At the recent U.S. Open game, tennis phenom Francis Tiafoe shockingly defeated 22-time grand slam champion, Rafael Nadal. Here are three interesting facts about the rising star.
According to CNN, Francis’ latest win isn’t the first time he faced Rafael in a Grand Slam tournament. He initially lost to the reigning champ after reaching his first quarterfinal at the Australian Open in 2019. He reportedly broke into the world’s top 100 and began rising at the Grand Slam Tournament after turning pro in 2015. However, the 24-year-old made a stunning victory after years of persistence.
“Honestly, when I first came on the scene, I wasn’t ready for it mentally and mature enough. I’ve been able to develop, and I have a great team around me,” he said after his latest game in Flushing, Queens, on Sept. 5. “I’m happy I won in front of my mom, my dad, my girlfriend and my team and to have them see what I did.”

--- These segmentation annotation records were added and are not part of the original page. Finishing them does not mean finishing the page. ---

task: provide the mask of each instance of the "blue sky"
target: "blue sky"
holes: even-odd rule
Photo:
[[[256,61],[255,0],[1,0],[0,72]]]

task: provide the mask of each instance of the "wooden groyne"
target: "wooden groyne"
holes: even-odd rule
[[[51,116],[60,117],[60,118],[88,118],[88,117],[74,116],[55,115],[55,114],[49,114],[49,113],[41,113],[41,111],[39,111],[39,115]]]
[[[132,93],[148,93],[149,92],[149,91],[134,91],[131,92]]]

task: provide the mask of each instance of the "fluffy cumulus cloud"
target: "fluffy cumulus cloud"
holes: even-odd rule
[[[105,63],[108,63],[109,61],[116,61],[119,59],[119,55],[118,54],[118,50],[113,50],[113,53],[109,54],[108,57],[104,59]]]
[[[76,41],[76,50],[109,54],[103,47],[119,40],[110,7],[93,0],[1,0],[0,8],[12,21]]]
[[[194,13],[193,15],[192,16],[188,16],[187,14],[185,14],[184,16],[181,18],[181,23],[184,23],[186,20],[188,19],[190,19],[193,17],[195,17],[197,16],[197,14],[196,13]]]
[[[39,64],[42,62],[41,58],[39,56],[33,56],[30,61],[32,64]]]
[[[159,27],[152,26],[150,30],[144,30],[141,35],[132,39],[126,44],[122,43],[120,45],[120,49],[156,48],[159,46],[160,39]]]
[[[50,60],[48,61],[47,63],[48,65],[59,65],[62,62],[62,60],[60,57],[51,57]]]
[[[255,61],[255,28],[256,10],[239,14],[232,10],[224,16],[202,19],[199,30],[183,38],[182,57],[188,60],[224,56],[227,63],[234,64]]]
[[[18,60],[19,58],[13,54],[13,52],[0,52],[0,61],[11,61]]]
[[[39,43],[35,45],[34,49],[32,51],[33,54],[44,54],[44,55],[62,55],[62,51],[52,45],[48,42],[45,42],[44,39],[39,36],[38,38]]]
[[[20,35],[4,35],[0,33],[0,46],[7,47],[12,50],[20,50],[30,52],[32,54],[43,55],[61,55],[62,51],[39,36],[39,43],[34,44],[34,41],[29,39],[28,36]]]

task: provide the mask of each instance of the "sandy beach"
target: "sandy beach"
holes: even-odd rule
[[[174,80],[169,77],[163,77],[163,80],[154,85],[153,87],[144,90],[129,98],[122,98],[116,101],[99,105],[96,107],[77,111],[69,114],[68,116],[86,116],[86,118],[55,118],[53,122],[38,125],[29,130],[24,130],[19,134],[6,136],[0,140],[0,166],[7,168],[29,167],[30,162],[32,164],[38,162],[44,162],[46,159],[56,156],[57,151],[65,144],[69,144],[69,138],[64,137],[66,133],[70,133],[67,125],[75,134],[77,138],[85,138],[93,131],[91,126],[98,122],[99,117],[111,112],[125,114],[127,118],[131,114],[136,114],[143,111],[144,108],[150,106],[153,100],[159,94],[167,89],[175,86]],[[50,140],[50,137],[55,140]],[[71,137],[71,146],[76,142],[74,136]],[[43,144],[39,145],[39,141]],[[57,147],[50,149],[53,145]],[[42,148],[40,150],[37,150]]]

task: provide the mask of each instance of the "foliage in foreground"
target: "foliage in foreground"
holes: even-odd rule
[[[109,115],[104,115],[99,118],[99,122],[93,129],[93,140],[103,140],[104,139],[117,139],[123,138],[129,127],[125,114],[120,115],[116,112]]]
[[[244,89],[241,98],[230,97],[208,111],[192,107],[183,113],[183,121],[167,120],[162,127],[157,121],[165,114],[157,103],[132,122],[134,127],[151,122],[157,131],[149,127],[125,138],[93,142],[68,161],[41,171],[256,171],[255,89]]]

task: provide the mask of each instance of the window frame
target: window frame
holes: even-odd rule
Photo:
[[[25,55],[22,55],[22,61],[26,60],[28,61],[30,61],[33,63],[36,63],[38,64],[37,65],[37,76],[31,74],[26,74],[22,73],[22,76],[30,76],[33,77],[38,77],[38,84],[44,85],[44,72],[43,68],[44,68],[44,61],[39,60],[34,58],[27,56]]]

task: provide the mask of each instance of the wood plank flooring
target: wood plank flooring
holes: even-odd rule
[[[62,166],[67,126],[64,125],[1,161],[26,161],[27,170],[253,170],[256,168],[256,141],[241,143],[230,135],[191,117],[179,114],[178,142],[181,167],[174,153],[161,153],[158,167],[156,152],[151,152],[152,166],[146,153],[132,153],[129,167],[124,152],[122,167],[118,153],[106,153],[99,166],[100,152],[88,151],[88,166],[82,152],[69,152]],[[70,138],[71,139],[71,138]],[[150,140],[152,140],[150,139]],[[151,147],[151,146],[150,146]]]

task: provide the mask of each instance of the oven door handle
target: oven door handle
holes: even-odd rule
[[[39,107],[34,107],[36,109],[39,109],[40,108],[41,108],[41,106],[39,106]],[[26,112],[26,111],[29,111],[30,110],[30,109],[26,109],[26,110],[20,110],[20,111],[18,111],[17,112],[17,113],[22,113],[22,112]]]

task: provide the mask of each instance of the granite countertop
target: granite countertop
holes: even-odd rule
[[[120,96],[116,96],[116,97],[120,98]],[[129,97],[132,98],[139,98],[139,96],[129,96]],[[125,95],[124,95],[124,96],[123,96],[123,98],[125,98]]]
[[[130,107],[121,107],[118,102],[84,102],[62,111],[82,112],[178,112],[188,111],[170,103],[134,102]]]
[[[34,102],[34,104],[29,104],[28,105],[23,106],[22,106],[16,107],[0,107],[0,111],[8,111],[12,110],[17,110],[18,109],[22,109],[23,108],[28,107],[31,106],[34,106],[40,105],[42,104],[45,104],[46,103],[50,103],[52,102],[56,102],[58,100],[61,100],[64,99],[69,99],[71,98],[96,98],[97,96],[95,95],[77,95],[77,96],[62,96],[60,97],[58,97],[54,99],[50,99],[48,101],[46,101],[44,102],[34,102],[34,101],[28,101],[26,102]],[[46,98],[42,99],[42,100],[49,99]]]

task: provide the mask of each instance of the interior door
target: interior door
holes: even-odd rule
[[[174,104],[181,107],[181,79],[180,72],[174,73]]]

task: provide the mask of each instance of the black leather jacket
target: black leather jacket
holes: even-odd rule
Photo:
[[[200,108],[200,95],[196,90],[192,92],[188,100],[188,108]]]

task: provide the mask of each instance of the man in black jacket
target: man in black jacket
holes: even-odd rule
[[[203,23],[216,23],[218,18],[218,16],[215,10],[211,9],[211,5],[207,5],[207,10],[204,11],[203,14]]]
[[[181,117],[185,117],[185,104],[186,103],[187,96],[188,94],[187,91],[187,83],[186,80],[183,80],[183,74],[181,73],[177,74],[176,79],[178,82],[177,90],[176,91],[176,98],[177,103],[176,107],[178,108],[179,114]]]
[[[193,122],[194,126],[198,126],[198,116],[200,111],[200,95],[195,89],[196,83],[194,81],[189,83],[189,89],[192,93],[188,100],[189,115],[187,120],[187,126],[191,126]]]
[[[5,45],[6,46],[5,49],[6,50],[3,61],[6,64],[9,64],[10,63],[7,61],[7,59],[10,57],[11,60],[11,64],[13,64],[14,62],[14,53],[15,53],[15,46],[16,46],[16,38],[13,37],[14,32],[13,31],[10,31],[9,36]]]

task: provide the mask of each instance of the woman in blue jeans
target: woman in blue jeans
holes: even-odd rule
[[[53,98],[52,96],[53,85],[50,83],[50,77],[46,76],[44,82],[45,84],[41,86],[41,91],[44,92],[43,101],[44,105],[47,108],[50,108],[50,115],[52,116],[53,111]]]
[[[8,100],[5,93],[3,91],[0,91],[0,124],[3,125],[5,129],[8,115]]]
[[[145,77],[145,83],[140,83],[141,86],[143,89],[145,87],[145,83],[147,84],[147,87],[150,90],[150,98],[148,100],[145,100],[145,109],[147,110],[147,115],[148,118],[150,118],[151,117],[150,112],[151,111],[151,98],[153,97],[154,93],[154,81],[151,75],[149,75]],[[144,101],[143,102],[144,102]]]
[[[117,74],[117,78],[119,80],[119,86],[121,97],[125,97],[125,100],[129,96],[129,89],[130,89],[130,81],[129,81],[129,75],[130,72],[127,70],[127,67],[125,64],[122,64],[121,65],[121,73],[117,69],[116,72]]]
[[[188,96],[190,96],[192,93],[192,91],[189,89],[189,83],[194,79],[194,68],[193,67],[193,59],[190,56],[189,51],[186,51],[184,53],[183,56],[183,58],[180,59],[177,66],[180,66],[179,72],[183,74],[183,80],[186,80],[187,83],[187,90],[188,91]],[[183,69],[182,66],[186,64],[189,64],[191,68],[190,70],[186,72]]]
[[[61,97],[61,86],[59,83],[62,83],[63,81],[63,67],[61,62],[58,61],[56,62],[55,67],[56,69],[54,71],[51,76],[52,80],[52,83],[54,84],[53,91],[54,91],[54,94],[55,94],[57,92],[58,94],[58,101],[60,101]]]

In 2013, Francis became the youngest boy’s singles champion in the prestigious Orange Bowl junior tournament. He won the match, which took place in Plantation, Florida, that year, at the tender age of 15. Two years later, he was the youngest American in the main draw of the French Open since 1999 and smoked his competition while on the ATP Challengers team. The sports phenom reportedly made nine finals and won four titles at that game.
Francis, originally from Hyattsville, Maryland, grew up in the DMV, where he admired 2009 U.S. Open Champion MartĂn del Potro. His parents–Alphina Kamara and Constant Tiafoe–reportedly escaped civil war in Sierra Leone during the 1990s and migrated to the U.S., where he was exposed to tennis. Constant worked as a day laborer constructing the Junior Tennis Champions Center in 1999.
Francis has become the youngest American man to reach the U.S. quarterfinals since 2006.